Saturday, July 28, 2007

Keeping a Racial Balance

I'd like to pose this simple statement: We should not be telling parents where they can and cannot send their children to school. I can already hear the righteous agreement from Madison liberals. After all, aren't we toying with individual lives when we make that decision for people?

Yet a family in Madison is going through a hell of an ordeal transferring their 5-year-old daughter from Madison to a Monona Grove school. The girl is white, and Madison officials have explained that her departure would increase a 'racial imbalance' in the public schools. A recent Supreme Court ruling made it possible for them to challenge their treatment.

This brings home to Madison a debate which has raged for years. I like to fall on the side of individual rights, and I believe I don't compromise my basic liberalism when I do that. I hate that we're telling families that our overarching strategic vision for public schools is more important than their personal strategies for a happy life. But this is a more complicated issue than that; as the San Diego Union-Tribune makes clear, maintaining a "racial balance" has a hugely positive effect on most African-American youths. It's also true that public schools have been about social goals ever since their inception.

So I do hope that the family in question is able to go to Monona Grove as soon as possible. And I hope that after that, we can fix this difficult system with equal attention to individual concerns and the goal of basic integration.

1 comment:

Al said...

You didn't even mention the fact that the child's mother teaches at the school that she wants to send her child to. You'd think there'd at least be an exception for that.

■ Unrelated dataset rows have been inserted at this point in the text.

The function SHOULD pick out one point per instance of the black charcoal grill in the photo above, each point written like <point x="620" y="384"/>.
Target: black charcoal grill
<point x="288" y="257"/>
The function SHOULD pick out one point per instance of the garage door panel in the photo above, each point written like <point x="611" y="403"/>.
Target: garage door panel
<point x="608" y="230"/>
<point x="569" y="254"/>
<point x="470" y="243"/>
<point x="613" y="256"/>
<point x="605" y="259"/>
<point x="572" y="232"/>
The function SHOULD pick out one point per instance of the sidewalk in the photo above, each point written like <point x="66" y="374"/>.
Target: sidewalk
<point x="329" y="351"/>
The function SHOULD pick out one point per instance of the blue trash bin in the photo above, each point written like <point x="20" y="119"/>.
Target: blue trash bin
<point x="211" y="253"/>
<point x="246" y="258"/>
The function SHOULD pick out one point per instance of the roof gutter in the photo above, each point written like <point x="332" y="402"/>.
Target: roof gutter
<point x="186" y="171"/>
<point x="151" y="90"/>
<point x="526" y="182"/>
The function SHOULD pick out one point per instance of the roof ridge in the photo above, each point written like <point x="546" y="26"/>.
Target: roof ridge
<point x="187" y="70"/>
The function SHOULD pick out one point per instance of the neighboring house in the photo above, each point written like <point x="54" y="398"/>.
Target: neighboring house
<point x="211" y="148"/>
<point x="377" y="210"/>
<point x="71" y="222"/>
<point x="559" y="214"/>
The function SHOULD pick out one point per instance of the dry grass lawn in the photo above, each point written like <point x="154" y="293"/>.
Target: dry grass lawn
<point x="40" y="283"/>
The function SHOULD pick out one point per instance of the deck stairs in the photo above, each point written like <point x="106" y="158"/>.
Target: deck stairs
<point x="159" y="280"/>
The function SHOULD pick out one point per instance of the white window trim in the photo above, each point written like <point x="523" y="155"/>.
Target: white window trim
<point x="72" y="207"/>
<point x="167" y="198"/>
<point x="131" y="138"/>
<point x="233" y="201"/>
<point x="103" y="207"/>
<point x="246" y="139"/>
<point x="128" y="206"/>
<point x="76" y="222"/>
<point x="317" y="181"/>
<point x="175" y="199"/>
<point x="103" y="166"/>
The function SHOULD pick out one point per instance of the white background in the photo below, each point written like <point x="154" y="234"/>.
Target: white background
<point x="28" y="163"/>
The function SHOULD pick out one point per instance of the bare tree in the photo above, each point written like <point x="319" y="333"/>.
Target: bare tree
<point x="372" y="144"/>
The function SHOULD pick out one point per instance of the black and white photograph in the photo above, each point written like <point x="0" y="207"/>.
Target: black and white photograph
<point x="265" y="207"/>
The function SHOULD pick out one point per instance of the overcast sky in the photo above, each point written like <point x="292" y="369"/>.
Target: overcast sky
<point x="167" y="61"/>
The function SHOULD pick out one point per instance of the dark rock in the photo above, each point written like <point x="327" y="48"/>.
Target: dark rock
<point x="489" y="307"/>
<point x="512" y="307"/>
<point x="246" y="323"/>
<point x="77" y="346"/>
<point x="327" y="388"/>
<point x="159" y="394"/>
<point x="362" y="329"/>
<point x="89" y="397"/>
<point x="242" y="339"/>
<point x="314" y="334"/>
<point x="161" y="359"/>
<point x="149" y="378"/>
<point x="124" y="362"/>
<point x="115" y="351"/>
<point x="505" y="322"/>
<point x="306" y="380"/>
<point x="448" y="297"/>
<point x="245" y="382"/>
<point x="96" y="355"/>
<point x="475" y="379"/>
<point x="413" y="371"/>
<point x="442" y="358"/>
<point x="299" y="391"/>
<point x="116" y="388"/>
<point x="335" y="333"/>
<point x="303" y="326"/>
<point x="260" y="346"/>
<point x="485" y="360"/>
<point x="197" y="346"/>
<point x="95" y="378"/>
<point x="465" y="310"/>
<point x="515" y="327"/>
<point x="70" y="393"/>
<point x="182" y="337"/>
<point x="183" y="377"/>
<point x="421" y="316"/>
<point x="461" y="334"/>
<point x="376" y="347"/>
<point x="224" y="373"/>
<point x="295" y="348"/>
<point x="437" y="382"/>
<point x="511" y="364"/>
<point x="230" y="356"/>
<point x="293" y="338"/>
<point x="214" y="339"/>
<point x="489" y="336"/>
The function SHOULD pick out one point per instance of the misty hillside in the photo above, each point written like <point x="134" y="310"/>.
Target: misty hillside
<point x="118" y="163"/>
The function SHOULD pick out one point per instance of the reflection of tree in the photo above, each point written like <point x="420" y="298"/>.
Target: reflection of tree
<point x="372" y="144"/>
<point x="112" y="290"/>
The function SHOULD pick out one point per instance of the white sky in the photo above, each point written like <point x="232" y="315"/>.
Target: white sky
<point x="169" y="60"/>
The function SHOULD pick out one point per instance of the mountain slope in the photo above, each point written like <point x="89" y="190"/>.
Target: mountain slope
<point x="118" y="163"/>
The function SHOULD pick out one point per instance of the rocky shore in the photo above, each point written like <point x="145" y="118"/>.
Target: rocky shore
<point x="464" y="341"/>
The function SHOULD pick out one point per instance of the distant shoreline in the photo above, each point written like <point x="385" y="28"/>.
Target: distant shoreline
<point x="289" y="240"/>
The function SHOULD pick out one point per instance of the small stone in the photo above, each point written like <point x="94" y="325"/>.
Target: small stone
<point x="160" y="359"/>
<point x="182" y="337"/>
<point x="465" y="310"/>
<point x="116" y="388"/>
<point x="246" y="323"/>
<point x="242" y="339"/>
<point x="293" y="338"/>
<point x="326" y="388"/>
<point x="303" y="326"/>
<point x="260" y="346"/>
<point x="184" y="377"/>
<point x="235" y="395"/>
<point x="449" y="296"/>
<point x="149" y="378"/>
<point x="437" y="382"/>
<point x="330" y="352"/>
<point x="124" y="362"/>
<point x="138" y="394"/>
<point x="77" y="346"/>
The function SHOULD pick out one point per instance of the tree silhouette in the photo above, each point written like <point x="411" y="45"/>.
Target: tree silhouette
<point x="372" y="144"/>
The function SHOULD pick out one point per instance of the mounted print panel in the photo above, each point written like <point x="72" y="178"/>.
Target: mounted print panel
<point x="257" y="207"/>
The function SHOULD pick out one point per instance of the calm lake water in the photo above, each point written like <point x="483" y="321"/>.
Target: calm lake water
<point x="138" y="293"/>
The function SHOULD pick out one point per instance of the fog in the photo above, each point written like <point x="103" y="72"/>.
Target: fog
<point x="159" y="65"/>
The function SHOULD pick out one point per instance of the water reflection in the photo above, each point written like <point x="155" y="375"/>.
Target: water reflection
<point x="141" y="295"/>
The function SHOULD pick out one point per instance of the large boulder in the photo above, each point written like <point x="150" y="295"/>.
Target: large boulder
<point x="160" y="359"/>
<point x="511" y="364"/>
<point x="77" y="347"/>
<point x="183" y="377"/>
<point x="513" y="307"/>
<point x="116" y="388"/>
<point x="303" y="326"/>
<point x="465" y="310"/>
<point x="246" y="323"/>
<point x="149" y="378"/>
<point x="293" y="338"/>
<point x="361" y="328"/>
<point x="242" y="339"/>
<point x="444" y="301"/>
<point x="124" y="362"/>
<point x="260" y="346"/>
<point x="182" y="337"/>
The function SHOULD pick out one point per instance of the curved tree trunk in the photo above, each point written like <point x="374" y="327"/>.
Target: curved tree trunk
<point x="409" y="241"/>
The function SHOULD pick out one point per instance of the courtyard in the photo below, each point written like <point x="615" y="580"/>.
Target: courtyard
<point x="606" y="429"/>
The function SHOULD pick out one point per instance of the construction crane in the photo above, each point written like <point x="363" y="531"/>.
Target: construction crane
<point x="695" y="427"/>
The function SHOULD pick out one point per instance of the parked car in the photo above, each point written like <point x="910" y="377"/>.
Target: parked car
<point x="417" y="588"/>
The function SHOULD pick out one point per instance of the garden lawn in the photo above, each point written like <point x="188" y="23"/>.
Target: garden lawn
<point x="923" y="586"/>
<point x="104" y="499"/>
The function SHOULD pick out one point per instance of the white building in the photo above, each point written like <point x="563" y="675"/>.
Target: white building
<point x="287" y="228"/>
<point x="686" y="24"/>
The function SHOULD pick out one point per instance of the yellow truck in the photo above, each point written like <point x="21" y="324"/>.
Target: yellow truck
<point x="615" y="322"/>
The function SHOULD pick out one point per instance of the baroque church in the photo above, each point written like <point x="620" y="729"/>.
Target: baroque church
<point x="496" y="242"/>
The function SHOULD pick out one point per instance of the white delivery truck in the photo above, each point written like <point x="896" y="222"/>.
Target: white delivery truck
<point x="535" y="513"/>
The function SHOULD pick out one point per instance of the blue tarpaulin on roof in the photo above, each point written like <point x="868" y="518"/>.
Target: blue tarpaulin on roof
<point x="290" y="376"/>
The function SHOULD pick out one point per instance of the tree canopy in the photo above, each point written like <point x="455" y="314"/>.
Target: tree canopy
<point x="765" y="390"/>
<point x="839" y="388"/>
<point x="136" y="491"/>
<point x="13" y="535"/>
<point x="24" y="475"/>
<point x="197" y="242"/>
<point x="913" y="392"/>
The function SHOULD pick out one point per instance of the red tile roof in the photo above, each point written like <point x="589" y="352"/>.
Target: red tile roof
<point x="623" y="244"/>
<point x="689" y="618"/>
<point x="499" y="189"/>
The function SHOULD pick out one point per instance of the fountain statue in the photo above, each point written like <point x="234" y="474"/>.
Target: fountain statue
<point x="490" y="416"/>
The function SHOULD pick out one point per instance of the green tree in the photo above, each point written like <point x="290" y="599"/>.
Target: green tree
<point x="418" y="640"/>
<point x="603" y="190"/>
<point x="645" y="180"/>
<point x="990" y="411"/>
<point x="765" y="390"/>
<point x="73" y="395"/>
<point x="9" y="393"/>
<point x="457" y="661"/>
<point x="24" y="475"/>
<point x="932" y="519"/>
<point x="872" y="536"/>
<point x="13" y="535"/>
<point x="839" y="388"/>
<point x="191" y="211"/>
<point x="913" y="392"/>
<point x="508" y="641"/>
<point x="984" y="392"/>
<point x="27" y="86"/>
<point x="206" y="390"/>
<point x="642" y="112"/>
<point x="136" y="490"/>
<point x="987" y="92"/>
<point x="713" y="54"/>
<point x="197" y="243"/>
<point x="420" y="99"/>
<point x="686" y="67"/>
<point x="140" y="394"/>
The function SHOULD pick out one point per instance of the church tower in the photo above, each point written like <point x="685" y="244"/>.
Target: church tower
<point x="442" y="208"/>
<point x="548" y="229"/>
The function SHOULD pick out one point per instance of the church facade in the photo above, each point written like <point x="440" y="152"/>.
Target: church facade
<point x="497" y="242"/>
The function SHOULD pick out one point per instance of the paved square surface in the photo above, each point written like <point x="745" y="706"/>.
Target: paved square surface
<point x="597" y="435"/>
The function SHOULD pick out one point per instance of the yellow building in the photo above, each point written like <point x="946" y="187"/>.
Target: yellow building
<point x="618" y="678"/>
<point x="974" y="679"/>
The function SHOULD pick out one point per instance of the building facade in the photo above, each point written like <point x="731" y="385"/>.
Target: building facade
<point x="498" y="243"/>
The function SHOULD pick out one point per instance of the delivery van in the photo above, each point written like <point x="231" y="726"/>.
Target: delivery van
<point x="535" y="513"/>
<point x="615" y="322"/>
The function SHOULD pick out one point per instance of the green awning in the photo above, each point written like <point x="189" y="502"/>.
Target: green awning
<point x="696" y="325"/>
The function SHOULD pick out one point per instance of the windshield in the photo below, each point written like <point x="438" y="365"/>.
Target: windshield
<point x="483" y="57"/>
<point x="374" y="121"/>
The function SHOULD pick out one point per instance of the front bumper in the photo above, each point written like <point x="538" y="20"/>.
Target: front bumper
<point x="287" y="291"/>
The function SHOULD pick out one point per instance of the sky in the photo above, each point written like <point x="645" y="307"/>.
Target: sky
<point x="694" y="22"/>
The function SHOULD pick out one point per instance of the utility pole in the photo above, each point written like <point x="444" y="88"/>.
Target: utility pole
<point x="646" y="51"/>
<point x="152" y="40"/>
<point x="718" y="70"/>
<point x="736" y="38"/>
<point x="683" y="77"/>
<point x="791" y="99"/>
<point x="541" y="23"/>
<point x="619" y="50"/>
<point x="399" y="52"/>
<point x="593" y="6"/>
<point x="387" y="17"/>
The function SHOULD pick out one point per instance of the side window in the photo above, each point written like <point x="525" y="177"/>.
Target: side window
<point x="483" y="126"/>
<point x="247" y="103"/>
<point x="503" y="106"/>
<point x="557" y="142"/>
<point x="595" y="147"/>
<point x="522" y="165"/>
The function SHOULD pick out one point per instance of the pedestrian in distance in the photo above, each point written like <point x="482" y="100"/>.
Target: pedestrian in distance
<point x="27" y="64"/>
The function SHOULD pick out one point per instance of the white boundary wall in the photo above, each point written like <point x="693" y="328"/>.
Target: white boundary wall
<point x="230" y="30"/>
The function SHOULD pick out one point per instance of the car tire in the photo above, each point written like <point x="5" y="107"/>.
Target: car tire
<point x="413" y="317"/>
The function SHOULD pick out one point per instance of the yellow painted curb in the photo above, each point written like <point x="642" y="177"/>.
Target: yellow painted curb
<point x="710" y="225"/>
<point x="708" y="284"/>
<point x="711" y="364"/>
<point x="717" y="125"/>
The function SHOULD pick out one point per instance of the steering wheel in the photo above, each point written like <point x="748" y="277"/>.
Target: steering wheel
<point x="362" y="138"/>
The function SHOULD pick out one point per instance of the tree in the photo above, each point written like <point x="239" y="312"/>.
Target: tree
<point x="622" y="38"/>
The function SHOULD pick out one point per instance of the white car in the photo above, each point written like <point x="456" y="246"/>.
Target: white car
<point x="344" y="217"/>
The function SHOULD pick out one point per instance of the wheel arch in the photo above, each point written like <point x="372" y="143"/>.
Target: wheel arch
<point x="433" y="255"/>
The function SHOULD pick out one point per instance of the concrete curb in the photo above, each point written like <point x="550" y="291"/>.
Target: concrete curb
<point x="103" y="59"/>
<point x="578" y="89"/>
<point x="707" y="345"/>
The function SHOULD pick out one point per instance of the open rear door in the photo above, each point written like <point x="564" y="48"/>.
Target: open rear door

There was another case a few years ago in which a family moved to Madison but wanted to keep their kids in Monona Grove schools. The Madison School District wouldn't let them out. If I remember correctly they quickly moved back to Monona, taking their property tax dollars back with them.

As much as I strongly support public education and I think that all of the Madison school board members really care about the schools...there's a serious amount of groupthink going on with the Madison school board, resulting in bad ideas and alienation such as this.